Visiting Hemingway’s House in Key West
By Bernie Langs
After shopping on Duval Street in Key West, Florida on a hot and beautiful day in late April, my wife and I were guided by our closest friends through back roads to The Hemingway Home and Museum to visit the house where the famed author spent most of the 1930s producing some of his best written works. This was my first visit to Key West and the anticipated imaginings of how it would look had missed the mark. The closely placed houses on the streets leading to “Papa’s” abode all had beautifully manicured small yards boasting fabulous and unique trees. The local vegetation had a scintillating quality to it and the leaves of the palm trees swayed slowly, dancing to the beat of the occasional wind. The serene atmosphere primed us for the grounds where Ernest Hemingway had lived.
We entered the house and set out for a tour of the property. Our guide was a colorful character who had probably given the same prepared speech from room to room hundreds of times over the years. She had a peculiar, yet engaging, Southern drawl and although she was restrained, she exuded a continuous enthusiasm for her subject. I found her dry jokes about Hemingway and his antics truly engaging as our group learned about Hemingway’s life, his four wives, his children, and about his many passions for drinking, deep-sea fishing, travel, and general debauchery. I had learned a bit of this, as many of us do, in school, but the sense of the man as an individual was enhanced by being surrounded by the things he’d actually lived with and experienced.
A highlight of the visit was the up-close look at the beautiful swimming pool on the grounds, which is surrounded by various trees and shrubs. It was the first pool built in Key West and the largest at the time for many miles. Our guide told the story of Hemingway’s wife, Pauline, who had put the swimming pool in, to his distress, the costs ran up to $20,000 ($330,000 today adjusted by inflation). It is said he tossed a penny at her, angrily declaring that she’d take his very last penny. She retaliated by imbedding the penny in the still wet cement of the patio and it’s there to this day for tourists like myself to gaze at in amusement.
The main house itself is fairly sparse in terms of furnishings, yet it exudes the great time-worn flavor of an era long past. Hemingway’s actual writing studio is found on the second floor of a smaller, adjacent building. This room was the highlight of my visit. It’s much more built up and decorated than the living quarters, with bookshelves, wall hangings, and a fine, wooden table with a black typewriter placed on it in front of a chair. Hemingway, perpetually aching from a shrapnel war wound from younger days, would stand as he wrote to alleviate his chronic pain. The studio is cordoned off by a high black grating behind which one can clearly view where Hemingway gave life to his ideas and imagination. Although so much of Hemingway’s life was marred by emotional turmoil and physical pain from incessant injuries including those resembling war, plane accidents, falls, etc, his writing studio boasts an atmosphere of clarity and seriousness. On the other hand, the sunshine of Key West and the vegetation of the grounds of the house may have lightened the load of the Nobel Laureate so that he could see past the darkness and do what he was compelled to do best at that typewriter.

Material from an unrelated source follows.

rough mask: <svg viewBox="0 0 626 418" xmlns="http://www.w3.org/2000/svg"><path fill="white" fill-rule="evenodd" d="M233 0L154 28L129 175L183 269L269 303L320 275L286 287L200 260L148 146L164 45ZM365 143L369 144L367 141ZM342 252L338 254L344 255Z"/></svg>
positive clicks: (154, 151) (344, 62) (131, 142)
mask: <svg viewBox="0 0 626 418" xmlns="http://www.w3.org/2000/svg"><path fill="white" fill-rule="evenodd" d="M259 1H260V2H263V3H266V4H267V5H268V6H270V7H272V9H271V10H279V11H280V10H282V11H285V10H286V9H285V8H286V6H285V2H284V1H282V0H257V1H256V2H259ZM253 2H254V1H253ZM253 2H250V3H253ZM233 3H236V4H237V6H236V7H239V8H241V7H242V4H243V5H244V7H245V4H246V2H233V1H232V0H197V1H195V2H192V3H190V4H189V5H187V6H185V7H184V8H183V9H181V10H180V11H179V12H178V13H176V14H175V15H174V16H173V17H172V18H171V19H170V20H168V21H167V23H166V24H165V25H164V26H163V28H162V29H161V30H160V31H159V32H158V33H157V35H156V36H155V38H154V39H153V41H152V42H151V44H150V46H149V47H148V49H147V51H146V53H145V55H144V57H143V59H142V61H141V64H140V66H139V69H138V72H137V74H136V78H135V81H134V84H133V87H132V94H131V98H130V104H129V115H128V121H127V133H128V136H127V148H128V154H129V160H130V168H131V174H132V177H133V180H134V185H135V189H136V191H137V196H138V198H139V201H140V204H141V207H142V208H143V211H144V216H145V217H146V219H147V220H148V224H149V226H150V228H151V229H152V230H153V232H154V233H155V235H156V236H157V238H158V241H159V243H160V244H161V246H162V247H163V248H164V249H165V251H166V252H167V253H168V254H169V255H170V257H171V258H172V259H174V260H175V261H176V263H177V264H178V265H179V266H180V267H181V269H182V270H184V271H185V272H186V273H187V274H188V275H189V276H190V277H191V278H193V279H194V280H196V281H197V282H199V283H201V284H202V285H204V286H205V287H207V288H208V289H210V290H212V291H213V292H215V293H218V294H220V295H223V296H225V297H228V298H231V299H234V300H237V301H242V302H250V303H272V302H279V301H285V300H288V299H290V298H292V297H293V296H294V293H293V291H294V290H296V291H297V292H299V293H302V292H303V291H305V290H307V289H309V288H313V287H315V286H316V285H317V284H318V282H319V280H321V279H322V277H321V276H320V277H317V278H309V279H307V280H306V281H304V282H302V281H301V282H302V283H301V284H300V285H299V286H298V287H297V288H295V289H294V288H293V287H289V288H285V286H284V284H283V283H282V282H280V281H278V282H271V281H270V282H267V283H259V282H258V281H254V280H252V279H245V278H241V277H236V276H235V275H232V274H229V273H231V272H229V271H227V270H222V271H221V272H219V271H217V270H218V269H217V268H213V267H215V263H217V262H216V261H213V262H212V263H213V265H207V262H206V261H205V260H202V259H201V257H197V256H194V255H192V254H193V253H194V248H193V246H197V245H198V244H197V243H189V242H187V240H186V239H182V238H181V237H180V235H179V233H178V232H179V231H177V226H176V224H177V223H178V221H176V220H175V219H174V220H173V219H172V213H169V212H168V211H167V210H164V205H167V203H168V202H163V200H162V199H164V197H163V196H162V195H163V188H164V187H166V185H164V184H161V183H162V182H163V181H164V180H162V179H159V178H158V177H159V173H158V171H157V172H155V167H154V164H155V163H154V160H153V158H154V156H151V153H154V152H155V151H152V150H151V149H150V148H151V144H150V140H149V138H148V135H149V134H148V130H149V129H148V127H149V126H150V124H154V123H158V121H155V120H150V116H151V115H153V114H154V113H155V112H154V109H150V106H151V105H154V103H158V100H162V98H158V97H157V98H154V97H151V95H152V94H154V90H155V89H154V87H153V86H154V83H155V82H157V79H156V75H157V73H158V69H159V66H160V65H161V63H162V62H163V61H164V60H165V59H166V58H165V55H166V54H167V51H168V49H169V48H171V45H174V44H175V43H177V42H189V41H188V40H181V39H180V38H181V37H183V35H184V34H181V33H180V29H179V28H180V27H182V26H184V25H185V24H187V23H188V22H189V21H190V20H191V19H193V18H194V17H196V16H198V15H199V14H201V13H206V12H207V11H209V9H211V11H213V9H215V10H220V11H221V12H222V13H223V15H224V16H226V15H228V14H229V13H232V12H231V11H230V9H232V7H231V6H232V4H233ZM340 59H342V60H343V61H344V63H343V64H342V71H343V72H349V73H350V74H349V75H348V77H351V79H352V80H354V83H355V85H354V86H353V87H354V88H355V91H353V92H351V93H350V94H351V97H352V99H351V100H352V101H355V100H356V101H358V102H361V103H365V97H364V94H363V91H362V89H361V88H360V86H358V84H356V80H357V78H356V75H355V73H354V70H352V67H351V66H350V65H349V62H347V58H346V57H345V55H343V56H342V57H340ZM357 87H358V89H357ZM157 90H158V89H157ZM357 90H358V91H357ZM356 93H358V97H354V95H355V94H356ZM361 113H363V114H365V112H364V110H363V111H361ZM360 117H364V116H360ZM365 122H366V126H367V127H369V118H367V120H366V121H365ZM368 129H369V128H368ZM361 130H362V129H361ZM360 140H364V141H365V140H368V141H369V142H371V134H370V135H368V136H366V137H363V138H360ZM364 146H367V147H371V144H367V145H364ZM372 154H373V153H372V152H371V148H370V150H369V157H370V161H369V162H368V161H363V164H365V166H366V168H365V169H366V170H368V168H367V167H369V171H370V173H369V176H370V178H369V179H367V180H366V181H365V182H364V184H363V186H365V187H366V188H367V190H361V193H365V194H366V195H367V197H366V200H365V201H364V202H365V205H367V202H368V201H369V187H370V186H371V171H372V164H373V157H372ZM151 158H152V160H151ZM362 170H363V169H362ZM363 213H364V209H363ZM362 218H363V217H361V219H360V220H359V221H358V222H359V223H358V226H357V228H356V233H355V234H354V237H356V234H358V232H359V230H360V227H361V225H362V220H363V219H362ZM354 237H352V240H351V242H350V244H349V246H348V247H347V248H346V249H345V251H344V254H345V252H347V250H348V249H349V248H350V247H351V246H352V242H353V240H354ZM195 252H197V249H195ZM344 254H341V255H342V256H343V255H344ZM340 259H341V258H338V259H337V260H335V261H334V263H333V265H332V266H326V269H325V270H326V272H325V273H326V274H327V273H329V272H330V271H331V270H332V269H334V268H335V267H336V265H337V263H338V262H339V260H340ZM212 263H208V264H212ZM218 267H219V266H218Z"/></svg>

The Hemingway House, as it is popularly known, is also the famous stomping ground for dozens of cats that are descendants of Papa’s original herd of uniquely six-toed felines. That’s a lot of cats for grounds of just an acre or so (yet this is a large plot size for Key West homes). The kitties manage however, to spread out and about on the property.
Ernest Hemingway died in 1961 at his home in Idaho from what is often described as a “self-included wound,” that being a euphemism for blowing his head off with one of his favorite shotguns. Our guide on the tour informed us that he’d suffered from bi-polar disorder and had received shock treatments that left him unable to practice his craft. I can still recall being a child and witnessing my parents’ grief on learning the details of his death from news reports.
I read Hemingway’s “For Whom the Bell Tolls” and “The Old Man and the Sea” during my high school and college years. In the 1980s I also read some of his more rustic short stories, part of a large volume of his collected short works. I never bought into the macho bravado of big game hunting or watching bullfights or getting into drunken scraps that are associated with the Hemingway brand. But by visiting his house and basking in the kind sunlight of Key West, it was a privilege to gain a glimpse of where a true American Master worked at his best and lived large in the downtime when he was not practicing his craft. I would feel venture that many of the guests to The Hemingway Home and Museum exit the grounds with a strong feeling of inspiration, whether they pursue creative practices or just have a passion and lust for life to be lived to the fullest.